Genetic information and testing can relate to non-heritable conditions or heritable conditions.
Somatic testing refers to testing a specific tissue for variants occurring after birth and associated with disease of that tissue – can allow precise diagnosis, provide prognostic information, and perhaps lead to targeted treatment.
Germline testing is more focused on heritable conditions – revealing information on ‘shared genetic information’. “Positive” tests for variants do not necessarily mean that disease will arise. Testing is done on ‘normal’ tissue – blood, saliva, buccal swab etc.

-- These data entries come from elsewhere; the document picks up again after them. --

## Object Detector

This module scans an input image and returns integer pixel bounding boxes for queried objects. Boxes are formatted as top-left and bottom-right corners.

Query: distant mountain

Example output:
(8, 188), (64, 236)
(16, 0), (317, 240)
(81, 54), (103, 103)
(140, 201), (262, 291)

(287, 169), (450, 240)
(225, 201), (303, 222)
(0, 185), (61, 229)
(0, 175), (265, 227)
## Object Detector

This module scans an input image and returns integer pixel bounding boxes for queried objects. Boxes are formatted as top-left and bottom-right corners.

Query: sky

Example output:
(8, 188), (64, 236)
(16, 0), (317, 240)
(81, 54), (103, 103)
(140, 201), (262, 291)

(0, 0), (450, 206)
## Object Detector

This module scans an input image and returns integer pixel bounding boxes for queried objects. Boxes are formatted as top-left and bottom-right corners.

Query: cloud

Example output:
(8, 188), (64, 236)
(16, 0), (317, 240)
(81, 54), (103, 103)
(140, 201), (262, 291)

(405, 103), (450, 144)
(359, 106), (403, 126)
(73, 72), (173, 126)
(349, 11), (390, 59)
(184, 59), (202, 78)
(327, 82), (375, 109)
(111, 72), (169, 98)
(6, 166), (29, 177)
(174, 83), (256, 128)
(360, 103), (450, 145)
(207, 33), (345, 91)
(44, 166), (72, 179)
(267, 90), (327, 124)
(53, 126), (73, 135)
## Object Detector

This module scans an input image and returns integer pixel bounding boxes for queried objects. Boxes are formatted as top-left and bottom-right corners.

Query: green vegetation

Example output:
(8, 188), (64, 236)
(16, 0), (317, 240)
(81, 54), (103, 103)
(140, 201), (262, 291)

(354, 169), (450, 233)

Somatic genetic testing (e.g. analysis of a resected cancer specimen) can generally be treated the same as other testing – but germline testing which can reveal shared genetic information, or have reproductive implications, requires more specific consent and counselling.
Pre and post test counselling should be considered mandatory when undertaking pre-symptomatic or predictive genetic testing for a significant heritable disorder.
Genetic discrimination should be prohibited – but a fear of discrimination (e.g. by life insurance underwriters, or employers) may discourage people to undergo testing.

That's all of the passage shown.